# [OT] Programmieren unter Linux

## CBarcley

Ich möchte unter Linux programmieren lernen.

Ich kann ziemlich gut PHP und Javascript.

Mein Ziel wäre es die serielle/paralelle/USB Schnittstelle anzusprechen. Ein grafisches Interface ist sekundär, soll aber später auch noch her.

Das ganze wären teilweise zeitkritische Anwendungen. 

Unter welcher Programmiersprache geht das am Besten/am Leichtesten?

Kann mir jemand dazu Bücher empfehlen?

Vielen Dank

Calvin Barcley

----------

## spitzwegerich

Zum Programmieren bist du unter Linux genau richtig.

Such dir eine beliebige Programmiersprache aus, es müsste schon eine ziemliche Exoten-Sprache (also z.B. von Microsoft) sein, dass du keinen Kompiler unter Linux dazu findest.
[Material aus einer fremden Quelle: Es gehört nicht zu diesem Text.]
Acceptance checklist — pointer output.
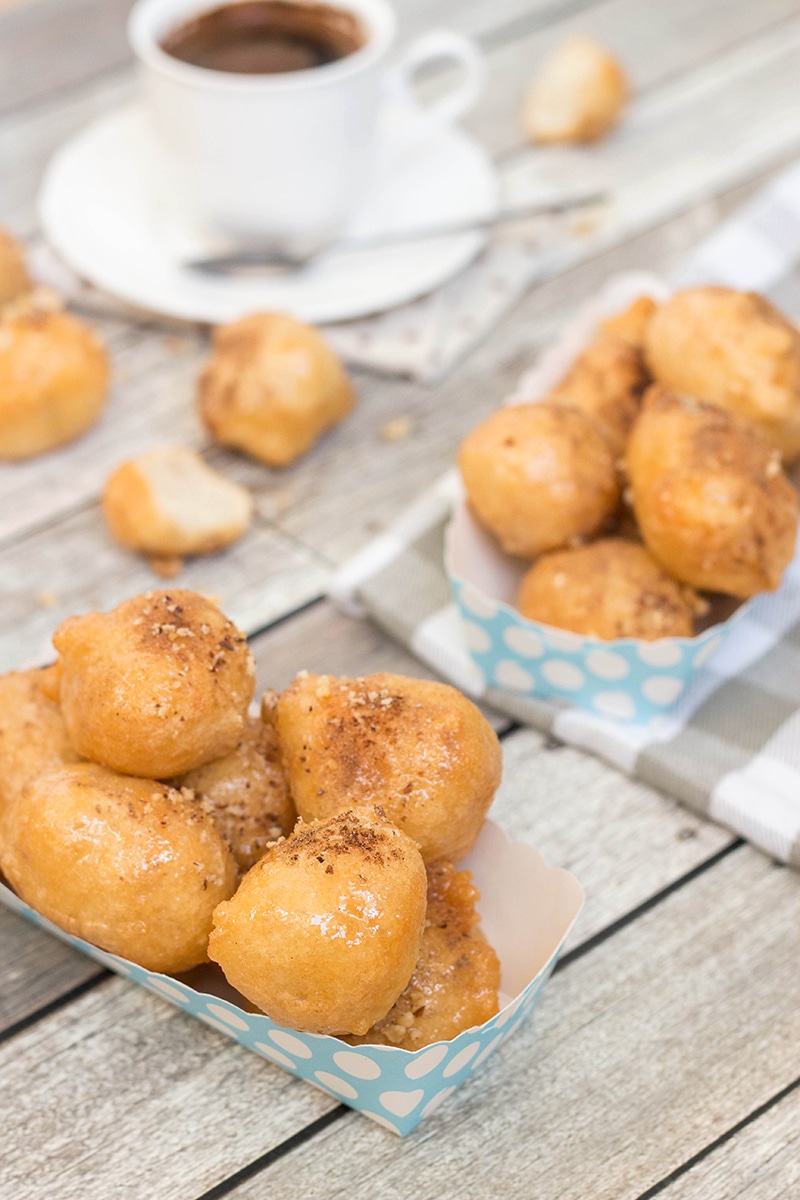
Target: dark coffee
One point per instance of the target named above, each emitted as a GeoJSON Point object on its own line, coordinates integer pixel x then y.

Für systemnahe/zeitkritische Sachen ist wohl nach wie vor C eine gute Wahl.

Ansonsten empfehle ich dir, dass du *vernünftig* Programmieren lernst, also nicht PHP oder Javascript, sondern eher Python oder Java.

----------

## CBarcley

Ok C wäre auch meine Wahl gewesen, außerdem ist PHP relativ C ähnlich.

Aber welches Buch gibt es dazu?

Bis jetzt habe ich nur Bücher gefunden wie:

"C++ in 21 Tagen" Nett aber leider nichts über Schnittstellenprogrammierung

"Windowsprogrammierung" nett, wenn man das braucht... 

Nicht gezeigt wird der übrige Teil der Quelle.